Motherlove, though, stuck the landing. It was so gentle as to not be noticeable.
“Thanks, Blaster. Perfect landing, Motherlove.”
“We aim to please,” said the CM, pulling her hair out of its ponytail and giving it a shake.
“Don’t go too far,” Kendra instructed, leading the other passengers out of the MOV. She gave them a somewhat abbreviated tour of the ship, ending at her office.
“Dianna,” she said. “I’m bringing Kim to another section, but I’ll be right back and we can talk next steps. Kim, this way?”
A deck down, she stopped at the quarters assigned to the two OAR employees.
“Kim, what I wanted to talk to you about was Susana and Deone.”
“Is there a problem, Admiral?”
“Not at all. In fact, I was wondering if you’d be willing to make Enterprise their primary assignment.”
“Oh? Why would I want to do that?”
“It occurred to me that we’re doing historic things, things which should be properly documented. How much of history has been lost? We haven’t the slightest idea, do we? We can prevent it, at least to some degree, at an absolutely pivotal moment in humanity’s history: our first steps to other stars.”
“And why these two?”
“They’ve been with us for two missions now, admittedly briefly. They’re familiar to the crew, they know when to ask questions and when to fade back, and the reports they’ve produced have been both accurate and fair. They fit, Kim. I don’t know if we’d get the same sort of meshing if we had a different team.”
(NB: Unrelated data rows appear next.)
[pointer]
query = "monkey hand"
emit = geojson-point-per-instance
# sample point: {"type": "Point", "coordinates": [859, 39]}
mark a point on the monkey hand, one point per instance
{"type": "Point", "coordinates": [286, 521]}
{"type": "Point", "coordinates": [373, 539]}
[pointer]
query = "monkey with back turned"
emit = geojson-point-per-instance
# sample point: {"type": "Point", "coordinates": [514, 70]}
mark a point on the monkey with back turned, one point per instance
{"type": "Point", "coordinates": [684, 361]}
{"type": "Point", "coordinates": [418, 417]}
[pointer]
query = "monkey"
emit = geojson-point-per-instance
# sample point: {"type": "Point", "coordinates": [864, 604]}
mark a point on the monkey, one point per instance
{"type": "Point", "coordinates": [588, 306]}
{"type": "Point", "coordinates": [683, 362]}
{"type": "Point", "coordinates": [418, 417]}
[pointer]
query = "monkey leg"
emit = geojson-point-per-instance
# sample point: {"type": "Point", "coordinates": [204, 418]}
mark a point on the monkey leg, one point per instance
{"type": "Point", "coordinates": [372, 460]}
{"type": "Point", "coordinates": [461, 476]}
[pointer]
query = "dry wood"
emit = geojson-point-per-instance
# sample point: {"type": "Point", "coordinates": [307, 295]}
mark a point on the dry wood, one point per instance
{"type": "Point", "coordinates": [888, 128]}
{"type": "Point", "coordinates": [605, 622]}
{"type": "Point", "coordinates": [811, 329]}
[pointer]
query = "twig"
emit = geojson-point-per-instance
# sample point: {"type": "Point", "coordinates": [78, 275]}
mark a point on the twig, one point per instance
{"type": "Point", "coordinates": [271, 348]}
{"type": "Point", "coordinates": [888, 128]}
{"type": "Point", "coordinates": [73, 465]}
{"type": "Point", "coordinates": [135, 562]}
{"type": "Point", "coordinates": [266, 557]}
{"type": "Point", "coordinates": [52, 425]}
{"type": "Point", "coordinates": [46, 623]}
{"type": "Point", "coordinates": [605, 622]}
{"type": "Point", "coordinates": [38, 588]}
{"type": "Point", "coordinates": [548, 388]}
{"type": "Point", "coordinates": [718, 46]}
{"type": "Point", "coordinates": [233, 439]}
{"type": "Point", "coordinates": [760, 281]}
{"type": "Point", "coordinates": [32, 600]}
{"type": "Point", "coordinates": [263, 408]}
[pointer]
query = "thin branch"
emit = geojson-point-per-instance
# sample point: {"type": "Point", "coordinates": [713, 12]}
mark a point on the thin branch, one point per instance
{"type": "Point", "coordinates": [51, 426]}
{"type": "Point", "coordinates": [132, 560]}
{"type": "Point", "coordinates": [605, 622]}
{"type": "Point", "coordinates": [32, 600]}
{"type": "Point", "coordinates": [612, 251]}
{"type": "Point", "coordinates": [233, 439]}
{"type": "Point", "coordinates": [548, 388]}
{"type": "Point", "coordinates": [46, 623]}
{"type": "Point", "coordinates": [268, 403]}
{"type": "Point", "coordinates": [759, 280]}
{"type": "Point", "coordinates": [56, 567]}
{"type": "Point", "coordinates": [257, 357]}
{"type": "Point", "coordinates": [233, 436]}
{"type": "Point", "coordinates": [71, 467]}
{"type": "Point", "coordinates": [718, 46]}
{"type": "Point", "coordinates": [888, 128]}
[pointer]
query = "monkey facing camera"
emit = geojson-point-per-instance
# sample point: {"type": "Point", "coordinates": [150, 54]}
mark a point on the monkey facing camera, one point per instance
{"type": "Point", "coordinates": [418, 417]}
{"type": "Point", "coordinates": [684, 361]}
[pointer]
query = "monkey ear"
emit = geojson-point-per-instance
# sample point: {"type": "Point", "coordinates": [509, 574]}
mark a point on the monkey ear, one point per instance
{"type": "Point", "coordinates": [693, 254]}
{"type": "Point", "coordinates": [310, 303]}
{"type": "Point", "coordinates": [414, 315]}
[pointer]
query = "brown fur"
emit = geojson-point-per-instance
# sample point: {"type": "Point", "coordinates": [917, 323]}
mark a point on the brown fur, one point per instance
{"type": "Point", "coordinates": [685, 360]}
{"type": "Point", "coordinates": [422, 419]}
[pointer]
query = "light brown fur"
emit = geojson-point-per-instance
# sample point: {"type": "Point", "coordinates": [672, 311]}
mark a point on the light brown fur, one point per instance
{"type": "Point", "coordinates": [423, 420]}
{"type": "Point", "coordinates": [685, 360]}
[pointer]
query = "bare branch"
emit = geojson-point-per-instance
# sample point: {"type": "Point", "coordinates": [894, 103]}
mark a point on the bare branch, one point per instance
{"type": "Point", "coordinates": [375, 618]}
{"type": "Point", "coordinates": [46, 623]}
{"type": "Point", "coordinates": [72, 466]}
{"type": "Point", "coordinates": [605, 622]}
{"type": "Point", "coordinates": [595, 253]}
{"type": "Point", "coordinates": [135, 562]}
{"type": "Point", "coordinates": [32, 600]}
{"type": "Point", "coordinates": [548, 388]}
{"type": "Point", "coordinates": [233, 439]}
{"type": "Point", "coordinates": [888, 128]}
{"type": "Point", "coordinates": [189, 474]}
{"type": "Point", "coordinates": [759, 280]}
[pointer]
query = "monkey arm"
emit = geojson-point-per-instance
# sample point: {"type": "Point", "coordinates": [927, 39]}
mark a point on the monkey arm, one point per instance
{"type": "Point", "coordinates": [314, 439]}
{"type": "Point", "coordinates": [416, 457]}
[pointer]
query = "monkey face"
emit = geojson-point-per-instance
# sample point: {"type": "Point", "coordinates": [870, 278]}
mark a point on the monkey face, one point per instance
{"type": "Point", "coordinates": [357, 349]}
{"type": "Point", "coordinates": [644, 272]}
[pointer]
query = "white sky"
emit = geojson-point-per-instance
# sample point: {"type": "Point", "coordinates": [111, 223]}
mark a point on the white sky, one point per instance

“Have you discussed it with them?”
Kendra shook her head.
“No. That’s your job, not mine, and I didn’t want to raise the prospect with them if you were going to shoot it down.”
“Why not just hire them away? You have enough money to do it.”
“Because I respect you, and your organization, and I didn’t want to piss you off. We get enough bad press as it is.”
“Well, I happen to agree. I think we ought to have an embedded team, probably on all of your starships, as well as a presence on your habitat.”
“Let’s start with Enterprise, okay?” laughed Kendra.
“Fine. You and I can work out details later, but I want to talk with them, find out if they’re willing, and if not convince them otherwise.”
“And that’s why we’re here.”
Kendra requested entry. A moment later, the door slid open, revealing Susana.
“Kendra, what a – Ms. Reed! I didn’t expect you aboard, won’t you come it? Admiral?”
“I’m just the escort, Susana. Kim, when you’re done, just ask to be put through to me. I’ll be nearby.”
Feeling very satisfied with the morning, Kendra headed back up to her office to put the wraps on her legal troubles.
At least for now, she amended. But that’s good enough.